Hai voglia a dire che Macchine come me di Ian McEwan non è fantascienza. Lo è eccome! Come definire diversamente un romanzo sapientemente ambientato in un universo ucronico e che annovera tra i protagonisti un androide?
Eppure, a partire dall’autore stesso, la definizione di romanzo fantascientifico non è stata quasi mai utilizzata per indicare il genere letterario nel quale può essere annoverata quest’opera. Solito atteggiamento snob nei confronti di un genere popolare, o esigenze commerciali da salvaguardare? Direi entrambi…
Ci troviamo in una realtà alternativa, il cui POV (point of divergence) parte dalla scelta fatta dal genio matematico e padre dell’informatica Alan Turing (quello di Enigma, per intenderci) di accettare la pena detentiva, comminatagli a causa di una condanna per omosessualità, anziché sottoporsi alla castrazione chimica, sopravvivendo così a quella depressione che nel nostro continuum pose fine alla sua esistenza a soli 41 anni. Grazie al lavoro del Turing “sopravvissuto” il progresso tecnologico ha subito un’incredibile accelerazione, tanto che nel 1982 ucronico immaginato da McEwan sono già disponibili le tecnologie che nel nostro presente verranno introdotte molto più tardi: internet e i social network, telefoni cellulari, autoveicoli a propulsione elettrica e quant’altro. Ma le differenze non si limitano soltanto alla tecnologia: missili di fabbricazione francese forniti al governo argentino e dotati di intelligenza artificiale hanno disintegrato la flotta britannica salpata per le Isole Falkland, determinando la vittoria dell’Argentina nella breve guerra contro il Regno Unito. Il premier Margaret Tatcher si trova così in enorme difficoltà, incalzata peraltro da una situazione economica e sociale precaria, con frequenti disordini di piazza e la disoccupazione arrivata livelli incontrollabili. Nel mentre i Beatles, nuovamente riuniti a dieci anni dallo scioglimento, riprendono a mietere successi; il laburista anti europeista Tony Benn si candida a sostituire la Lady di Ferro; negli USA Jimmy Carter sconfigge Ronald Reagan.
In questo contesto si muove Charlie Friend, il protagonista e narratore del romanzo: giovane trentenne inglese, ex avvocato – radiato per via di un affare non proprio pulito -, appassionato di elettronica e antropologia, vivacchia grazie ai pochi guadagni derivanti dal trading on line.
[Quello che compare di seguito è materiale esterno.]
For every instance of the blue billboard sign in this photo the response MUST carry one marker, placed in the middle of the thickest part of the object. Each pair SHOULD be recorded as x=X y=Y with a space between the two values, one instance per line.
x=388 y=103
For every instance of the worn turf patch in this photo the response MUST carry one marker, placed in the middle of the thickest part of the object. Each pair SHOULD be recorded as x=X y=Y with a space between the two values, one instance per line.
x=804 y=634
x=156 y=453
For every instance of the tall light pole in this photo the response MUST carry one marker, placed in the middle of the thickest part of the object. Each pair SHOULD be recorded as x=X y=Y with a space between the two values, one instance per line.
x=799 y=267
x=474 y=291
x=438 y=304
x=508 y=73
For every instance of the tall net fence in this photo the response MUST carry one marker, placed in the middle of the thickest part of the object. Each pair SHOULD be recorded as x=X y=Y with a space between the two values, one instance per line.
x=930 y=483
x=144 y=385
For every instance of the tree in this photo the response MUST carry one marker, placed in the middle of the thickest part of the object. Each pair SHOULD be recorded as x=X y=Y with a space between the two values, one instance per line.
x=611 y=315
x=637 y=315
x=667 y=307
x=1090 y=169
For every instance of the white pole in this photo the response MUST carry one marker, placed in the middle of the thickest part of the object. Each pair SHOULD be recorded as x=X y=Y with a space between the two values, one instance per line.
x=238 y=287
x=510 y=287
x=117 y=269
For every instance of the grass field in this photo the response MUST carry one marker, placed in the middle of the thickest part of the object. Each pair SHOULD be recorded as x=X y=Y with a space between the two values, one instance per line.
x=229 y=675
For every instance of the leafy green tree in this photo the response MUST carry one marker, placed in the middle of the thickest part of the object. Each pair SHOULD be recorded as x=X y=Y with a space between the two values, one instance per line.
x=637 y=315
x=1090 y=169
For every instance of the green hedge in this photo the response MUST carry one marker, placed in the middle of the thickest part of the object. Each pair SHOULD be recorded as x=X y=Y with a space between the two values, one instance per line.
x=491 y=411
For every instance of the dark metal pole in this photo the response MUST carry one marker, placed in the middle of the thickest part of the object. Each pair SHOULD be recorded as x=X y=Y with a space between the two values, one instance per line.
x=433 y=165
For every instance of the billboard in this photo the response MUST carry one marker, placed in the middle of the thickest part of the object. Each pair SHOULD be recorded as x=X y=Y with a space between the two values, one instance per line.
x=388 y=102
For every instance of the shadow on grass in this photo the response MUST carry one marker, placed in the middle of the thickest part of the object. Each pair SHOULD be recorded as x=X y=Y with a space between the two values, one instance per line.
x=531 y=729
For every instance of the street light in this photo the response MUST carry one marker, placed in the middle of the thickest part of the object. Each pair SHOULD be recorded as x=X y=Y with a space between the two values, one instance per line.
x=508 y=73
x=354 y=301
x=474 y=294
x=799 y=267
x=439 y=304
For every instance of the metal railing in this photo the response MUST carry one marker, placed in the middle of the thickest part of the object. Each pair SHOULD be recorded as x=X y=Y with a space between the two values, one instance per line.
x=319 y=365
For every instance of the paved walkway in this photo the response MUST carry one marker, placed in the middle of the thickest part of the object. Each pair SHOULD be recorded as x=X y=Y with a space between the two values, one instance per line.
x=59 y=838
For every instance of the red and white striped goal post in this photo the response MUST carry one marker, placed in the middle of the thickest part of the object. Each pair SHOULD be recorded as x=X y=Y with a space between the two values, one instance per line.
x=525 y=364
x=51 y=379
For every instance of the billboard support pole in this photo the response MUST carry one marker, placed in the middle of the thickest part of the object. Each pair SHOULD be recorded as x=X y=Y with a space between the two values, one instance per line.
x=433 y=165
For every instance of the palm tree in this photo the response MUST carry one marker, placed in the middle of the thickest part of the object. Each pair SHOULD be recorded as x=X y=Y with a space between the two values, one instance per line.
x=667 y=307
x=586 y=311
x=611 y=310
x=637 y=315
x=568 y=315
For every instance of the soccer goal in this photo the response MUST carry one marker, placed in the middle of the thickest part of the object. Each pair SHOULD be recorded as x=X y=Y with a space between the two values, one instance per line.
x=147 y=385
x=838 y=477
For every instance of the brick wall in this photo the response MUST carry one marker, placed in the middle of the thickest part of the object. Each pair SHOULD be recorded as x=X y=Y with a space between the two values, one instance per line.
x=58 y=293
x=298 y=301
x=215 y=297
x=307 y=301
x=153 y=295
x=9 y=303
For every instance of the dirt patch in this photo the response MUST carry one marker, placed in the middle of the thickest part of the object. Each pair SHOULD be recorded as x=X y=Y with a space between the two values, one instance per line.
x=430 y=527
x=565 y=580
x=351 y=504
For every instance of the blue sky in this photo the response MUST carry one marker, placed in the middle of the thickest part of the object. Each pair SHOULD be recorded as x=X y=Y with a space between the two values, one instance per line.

A seguito di un lascito testamentario decide di investire l’intero capitale di cui dispone nell’acquisto di Adam, primo modello di androide prodotto in pochi esemplari insieme ad altrettante Eve (“subito andate a ruba”). Adam è un androide di bell’aspetto, dai modi gentili, eloquio elegante, una spiccata intelligenza razionale, e capace di provare emozioni. Adam, soprattutto, ha un forte senso etico. Per il “setup” iniziale, che serve a plasmare il carattere dell’androide secondo le preferenze del “padrone”, Charlie decide di coinvolgere la giovane, attraente e misteriosa Miranda, studentessa e inquilina del piano di sopra, con la quale Charlie condivide un’amicizia che non tarderà a evolvere in una vera e propria relazione sentimentale. Presto il lettore verrà catapultato nel complicato gioco di rapporti tra Charlie, Miranda e Adam, ai quali si aggiungerà un bambino vittima di una situazione familiare disagiata e che Miranda e Charlie proveranno ad adottare, finché non verrà fuori il passato misterioso di Miranda ad ingarbugliare tutta la vicenda.
Devo dire che il romanzo mi è piaciuto parecchio. Conoscevo Ian McEwan di fama, ma di lui non avevo mai letto niente. Come tanti autori mainstream, anche lui ha voluto provare a scrivere fantascienza, con lo “scopo” di voler analizzare in chiave metaforica la nostra società. E l’ha fatto, a mio modesto parere, in modo egregio. Scritto con un linguaggio semplice e ironico, le pagine scorrono senza mai annoiare, accompagnandoci verso un finale forse un po’ troppo sbrigativo. Consigliato agli appassionati di fantascienza e non, sempre che non abbiano la puzza sotto il naso.